Jessa starts walking again, pulling me along. Her arm is pressed in the crook of my elbow, warm and softer than I expected. Strong. Normally I wouldn’t let anyone lead me around in this way. But I let her. I want her to.
She walks us past the house and up what was at one point a driveway, to a gate in the worn wooden fence encircling the property. With a practiced hand, she slides the open padlock off the latch and tugs the hefty gate open.
“Are you sure we’re allowed to be here?” I ask her.
“Yes, Bird. We’re allowed to be here,” she says, with slightly less attitude than before. “I’m tight with the guy who works the front door. Told you, it’s my home away from home.”
Inside the gate, which Jessa closes behind us, is a wide yard filled with rocks and more dusty gravel, disheveled picnic tables and benches strewn throughout, melted candles and ashtrays everywhere.
“See?” she says. “Not so scary.” Then she walks toward one of the few tables that has an umbrella sticking out of the center.
She drops her bag on the tabletop and reaches underneath the rusty umbrella and starts cranking hard, until it extends, forming a protective shadow all around us.
She plops down on the bench, and I finally sit across from her, holding my bag tight against me.
Looking all around, there’s no one in sight.
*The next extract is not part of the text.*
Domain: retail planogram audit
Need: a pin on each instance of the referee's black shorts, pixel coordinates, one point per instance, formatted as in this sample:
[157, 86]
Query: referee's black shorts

But I do hear faint music playing inside. “I guess not,” I tell her, though it really is kind of unsettling to me, in a different way than before. “But it’s still really weird.”
“Okay, whatever,” she murmurs, and picks at her chipped nail polish like I’ve personally insulted her.
“No, I just mean it’s like one of those…” What’s the word? “One of those liminal spaces, you know?”
“What kind of spaces?” she asks, meeting my eyes once again.
“You know, a sort of weird, dreamy, in-between kind of space,” I tell her.
She looks around, squinting at everything like she doesn’t see what I’m talking about.
“Like, this is a music venue, right?” I try. She nods. “Well, there’s supposed to be a lot of people and noise and energy and everything. But people aren’t usually here when it’s like this. It’s as if the place is waiting… for something. Something that isn’t here yet.”